House Taxes Committee 2/28/23

It's estimated that over 2.5 million households would receive a payment. That would amount to $3.9 billion worth of change to the state’s bottom line.

“If this passes in May, checks could go out by early fall,” Marquart said.

Another $1.3 billion decrease in General Fund revenue would come from a new child tax credit of $1,000 per child, with a maximum credit of $3,000. It would gradually be phased out for each $1,000 of federal adjusted gross income over $50,000. It’s estimated that, in tax year 2023, about 363,700 returns would claim the credit, at an average credit of $1,500.

While the bill doesn’t call for elimination of taxes on all Social Security benefits, it would increase the maximum subtraction to $10,000 for married filers and $5,000 for individual filers. And the phaseout thresholds would increase to $120,000 for married filers and $60,000 for individuals. The Revenue Department believes that about 377,200 tax returns would be affected, with an average decrease in tax of $278.

The bill would also expand the child and dependent care credit by increasing the income threshold and maximum credit. The average credit would be expected to increase from $523 to $1,589. Also expanded would be the K-12 education credit — doubling the number of eligible families — and the working family credit.

Local government aid

Annual appropriations for local government aid and county program aid would increase by $30 million for each program. The bill also calls for $300 million in one-time aid to supplement public safety spending, the funds meted out to cities, counties and tribal governments based on population.

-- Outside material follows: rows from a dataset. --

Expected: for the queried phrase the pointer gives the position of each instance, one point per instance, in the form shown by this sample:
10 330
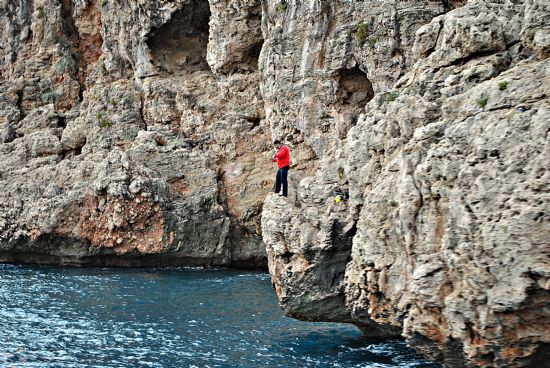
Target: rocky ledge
138 132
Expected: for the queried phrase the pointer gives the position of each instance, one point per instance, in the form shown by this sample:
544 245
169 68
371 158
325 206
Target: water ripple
63 317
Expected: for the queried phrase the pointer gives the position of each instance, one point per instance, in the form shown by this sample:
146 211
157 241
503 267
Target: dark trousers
281 178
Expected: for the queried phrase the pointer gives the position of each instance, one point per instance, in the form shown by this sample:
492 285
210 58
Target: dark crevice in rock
180 44
104 260
255 121
476 55
354 89
20 106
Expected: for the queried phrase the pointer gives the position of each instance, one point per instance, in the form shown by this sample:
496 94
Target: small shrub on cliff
482 101
103 122
361 32
372 42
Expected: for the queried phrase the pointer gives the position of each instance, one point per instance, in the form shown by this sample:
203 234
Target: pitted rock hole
180 44
355 89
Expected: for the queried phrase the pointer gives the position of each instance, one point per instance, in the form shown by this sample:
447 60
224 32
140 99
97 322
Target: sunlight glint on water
62 317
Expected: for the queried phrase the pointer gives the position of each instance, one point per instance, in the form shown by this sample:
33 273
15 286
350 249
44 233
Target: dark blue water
63 317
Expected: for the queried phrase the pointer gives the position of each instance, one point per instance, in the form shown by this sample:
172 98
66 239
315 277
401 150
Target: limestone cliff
138 132
440 227
132 132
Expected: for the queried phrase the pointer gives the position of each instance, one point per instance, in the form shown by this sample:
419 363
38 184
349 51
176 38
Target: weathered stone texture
119 145
446 172
139 133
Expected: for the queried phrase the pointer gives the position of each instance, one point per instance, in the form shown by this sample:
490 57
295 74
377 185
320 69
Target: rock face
139 133
442 233
132 133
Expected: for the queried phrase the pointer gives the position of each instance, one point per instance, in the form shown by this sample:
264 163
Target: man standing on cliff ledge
282 158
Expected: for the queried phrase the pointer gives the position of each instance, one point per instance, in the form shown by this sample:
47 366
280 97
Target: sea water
98 317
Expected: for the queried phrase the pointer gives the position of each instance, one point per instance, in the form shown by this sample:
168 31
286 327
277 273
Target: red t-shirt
282 157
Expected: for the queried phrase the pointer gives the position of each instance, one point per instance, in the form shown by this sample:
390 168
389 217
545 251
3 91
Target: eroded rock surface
139 133
447 216
120 144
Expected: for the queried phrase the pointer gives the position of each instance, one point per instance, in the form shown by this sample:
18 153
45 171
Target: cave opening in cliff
180 44
354 89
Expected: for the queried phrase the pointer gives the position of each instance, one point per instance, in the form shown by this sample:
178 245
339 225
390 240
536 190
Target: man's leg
278 181
284 180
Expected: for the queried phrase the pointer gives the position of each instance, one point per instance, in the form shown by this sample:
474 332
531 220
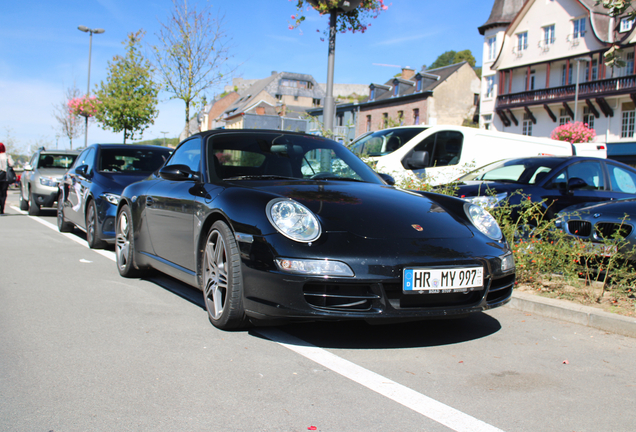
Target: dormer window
626 24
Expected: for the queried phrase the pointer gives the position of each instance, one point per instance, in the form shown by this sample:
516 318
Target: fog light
507 262
314 267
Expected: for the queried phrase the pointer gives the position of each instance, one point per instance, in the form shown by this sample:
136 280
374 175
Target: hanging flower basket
84 106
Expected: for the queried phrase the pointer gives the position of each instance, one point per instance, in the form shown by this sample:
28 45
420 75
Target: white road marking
428 407
424 405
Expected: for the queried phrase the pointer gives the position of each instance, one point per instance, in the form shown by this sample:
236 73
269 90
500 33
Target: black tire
222 279
91 227
62 225
24 204
34 207
125 245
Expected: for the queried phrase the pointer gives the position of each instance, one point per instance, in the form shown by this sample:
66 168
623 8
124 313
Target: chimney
407 73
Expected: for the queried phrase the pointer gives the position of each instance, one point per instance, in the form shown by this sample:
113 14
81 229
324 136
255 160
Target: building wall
454 99
391 109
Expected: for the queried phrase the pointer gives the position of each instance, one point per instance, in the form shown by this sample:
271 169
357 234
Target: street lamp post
576 87
88 86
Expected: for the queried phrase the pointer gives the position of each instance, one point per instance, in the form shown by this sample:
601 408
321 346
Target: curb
574 313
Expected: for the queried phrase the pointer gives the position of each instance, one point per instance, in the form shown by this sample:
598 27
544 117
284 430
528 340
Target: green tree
192 54
452 57
129 97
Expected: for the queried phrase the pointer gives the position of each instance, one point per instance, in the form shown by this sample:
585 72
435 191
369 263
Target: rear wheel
91 228
222 279
125 245
34 207
62 225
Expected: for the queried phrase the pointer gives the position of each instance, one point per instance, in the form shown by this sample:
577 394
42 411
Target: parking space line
428 407
108 254
424 405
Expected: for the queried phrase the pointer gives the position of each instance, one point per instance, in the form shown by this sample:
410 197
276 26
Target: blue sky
42 53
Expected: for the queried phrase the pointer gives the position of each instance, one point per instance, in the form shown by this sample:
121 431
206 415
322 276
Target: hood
616 207
116 182
52 172
372 210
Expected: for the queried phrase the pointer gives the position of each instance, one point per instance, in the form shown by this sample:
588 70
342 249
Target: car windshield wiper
261 177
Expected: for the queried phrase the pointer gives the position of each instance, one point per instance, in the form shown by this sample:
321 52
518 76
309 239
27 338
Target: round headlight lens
483 221
293 220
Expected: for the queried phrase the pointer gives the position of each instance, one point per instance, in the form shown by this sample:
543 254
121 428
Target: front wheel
125 245
62 225
34 207
91 228
222 279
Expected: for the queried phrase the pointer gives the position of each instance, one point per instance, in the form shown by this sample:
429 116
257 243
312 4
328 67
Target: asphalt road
83 349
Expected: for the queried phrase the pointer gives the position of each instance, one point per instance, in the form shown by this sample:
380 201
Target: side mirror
417 160
388 179
81 170
177 173
576 183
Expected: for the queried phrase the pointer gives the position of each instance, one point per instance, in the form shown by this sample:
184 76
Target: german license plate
445 280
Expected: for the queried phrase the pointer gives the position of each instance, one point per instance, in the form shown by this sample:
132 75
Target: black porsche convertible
282 225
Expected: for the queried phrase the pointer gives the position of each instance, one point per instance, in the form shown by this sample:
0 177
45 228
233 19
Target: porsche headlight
487 201
483 221
111 198
293 220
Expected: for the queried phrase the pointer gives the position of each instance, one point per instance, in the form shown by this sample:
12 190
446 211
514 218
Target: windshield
132 160
61 161
384 142
524 171
263 155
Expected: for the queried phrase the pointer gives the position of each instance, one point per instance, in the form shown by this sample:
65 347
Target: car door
78 181
169 209
595 189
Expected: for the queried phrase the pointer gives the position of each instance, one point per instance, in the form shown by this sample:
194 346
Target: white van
440 154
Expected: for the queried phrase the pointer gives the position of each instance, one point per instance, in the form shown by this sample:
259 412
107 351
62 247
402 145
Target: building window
531 81
522 41
629 114
588 117
594 70
566 75
579 28
548 35
490 86
527 126
492 47
564 117
626 24
487 121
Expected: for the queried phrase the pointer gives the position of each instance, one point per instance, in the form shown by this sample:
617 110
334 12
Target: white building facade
544 66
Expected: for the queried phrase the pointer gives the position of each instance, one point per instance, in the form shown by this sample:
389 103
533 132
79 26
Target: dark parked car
40 178
559 181
273 225
601 223
90 190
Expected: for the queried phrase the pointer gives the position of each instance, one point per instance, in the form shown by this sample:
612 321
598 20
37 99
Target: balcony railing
601 88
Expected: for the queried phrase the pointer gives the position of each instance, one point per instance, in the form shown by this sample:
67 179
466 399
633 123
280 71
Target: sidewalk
574 313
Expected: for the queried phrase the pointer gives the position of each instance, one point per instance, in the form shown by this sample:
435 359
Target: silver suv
38 184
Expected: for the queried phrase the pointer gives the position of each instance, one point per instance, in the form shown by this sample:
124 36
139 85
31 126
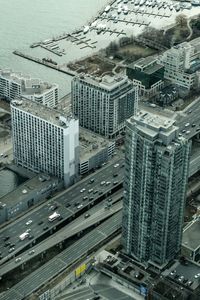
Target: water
23 22
9 181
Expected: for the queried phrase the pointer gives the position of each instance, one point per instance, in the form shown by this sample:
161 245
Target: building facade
156 172
45 140
102 105
147 74
182 64
15 85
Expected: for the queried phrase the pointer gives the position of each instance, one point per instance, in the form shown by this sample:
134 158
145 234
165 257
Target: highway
66 204
97 214
62 261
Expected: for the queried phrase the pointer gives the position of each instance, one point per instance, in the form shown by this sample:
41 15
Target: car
87 216
181 278
79 206
173 272
11 249
53 207
29 222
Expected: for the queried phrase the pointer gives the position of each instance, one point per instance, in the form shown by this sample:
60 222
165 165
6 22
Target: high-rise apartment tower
45 140
156 172
103 104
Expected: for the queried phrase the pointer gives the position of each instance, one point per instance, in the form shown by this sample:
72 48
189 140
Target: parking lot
187 275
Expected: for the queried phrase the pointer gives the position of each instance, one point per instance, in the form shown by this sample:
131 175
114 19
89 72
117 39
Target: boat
86 29
49 60
107 8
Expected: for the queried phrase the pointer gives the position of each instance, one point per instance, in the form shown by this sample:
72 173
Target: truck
53 217
24 235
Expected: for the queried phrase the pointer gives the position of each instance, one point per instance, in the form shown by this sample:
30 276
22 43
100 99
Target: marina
118 18
45 62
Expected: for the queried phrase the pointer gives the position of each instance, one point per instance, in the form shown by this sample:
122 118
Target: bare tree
181 20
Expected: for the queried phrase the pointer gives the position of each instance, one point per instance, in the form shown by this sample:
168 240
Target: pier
44 63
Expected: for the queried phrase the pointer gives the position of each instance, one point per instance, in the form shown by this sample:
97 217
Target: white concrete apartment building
103 104
45 140
182 63
15 85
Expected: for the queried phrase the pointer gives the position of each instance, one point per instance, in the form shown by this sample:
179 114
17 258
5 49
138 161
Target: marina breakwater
44 63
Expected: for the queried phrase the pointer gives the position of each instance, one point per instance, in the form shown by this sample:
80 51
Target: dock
44 63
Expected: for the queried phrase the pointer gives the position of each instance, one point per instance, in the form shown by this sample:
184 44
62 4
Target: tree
181 20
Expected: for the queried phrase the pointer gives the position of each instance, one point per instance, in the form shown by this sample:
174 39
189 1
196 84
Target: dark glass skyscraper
156 172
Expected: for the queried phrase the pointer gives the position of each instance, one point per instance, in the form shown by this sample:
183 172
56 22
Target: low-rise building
14 85
147 74
27 195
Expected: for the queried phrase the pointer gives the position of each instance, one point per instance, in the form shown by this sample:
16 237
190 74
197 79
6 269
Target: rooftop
191 236
29 85
40 111
106 82
36 183
90 143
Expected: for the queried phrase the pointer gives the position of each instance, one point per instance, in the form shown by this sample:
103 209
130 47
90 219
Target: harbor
44 62
119 18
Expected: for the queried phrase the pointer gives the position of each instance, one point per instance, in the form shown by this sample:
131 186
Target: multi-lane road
70 204
95 215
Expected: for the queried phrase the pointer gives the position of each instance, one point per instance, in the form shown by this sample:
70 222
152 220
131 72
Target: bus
24 235
54 216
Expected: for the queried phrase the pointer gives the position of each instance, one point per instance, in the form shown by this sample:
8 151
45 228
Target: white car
103 182
29 222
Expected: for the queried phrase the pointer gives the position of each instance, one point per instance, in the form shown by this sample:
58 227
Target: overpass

Also included is a sales tax exemption for construction materials purchased by contractors for government and nonprofit organizations, $44 million in one-time tribal nation homelessness aid, and a permanent funding mechanism for soil and water conservation districts at $12 million per year.

Property tax modifications

The Senior Citizen Property Tax Deferral Program would see its income threshold increase to $75,000, while the number of years a senior must have lived in their home would decrease to five. The school bond agricultural tax credit would increase, and property owners with an individual taxpayer identification number would qualify for homestead classification. It’s estimated that about 1,900 additional homeowners would become eligible for a property tax refund with the change.

Business tax changes

House/Senate Republican Press Conference 2/28/23

In addition to adopting federal changes on the deduction for excess business losses and nonresident percentages of state tax liability, the bill would reinstate the historic rehabilitation tax credit and extend the angel investment tax credit through 2030, setting available funds for that at $10 million in annual total credits.

Going up?

Some changes to the state’s tax code would raise the taxes of some residents. Individuals, trusts and estates would see a 1.5% increase in taxes on capital gains and dividend income between $500,000 and $1 million, with an additional tax of 4% on income over $1 million.

Because of those changes, Rep. Chris Swedzinski (R-Ghent) took issue with characterizing the bill’s provisions as a “tax cut.”

Sales tax policy would also be updated to include edible cannabinoid products.

The Republican plan

Earlier Tuesday, a group of House and Senate Republicans presented their “Give it Back” tax relief plan. It includes full repeal of taxes on Social Security income; lowering the income tax rates on the first and second tiers of earners; raising the exemptions on homestead, agricultural and resort properties; and one-time rebate checks for all taxpayers of $1,250 for single filers, $2,500 for married filing jointly.

As in the governor’s bill, those checks would be what affect the General Fund most (at about $5 billion), but their proposal also includes a child tax credit of $1,800 per child that would add up to about $4 billion.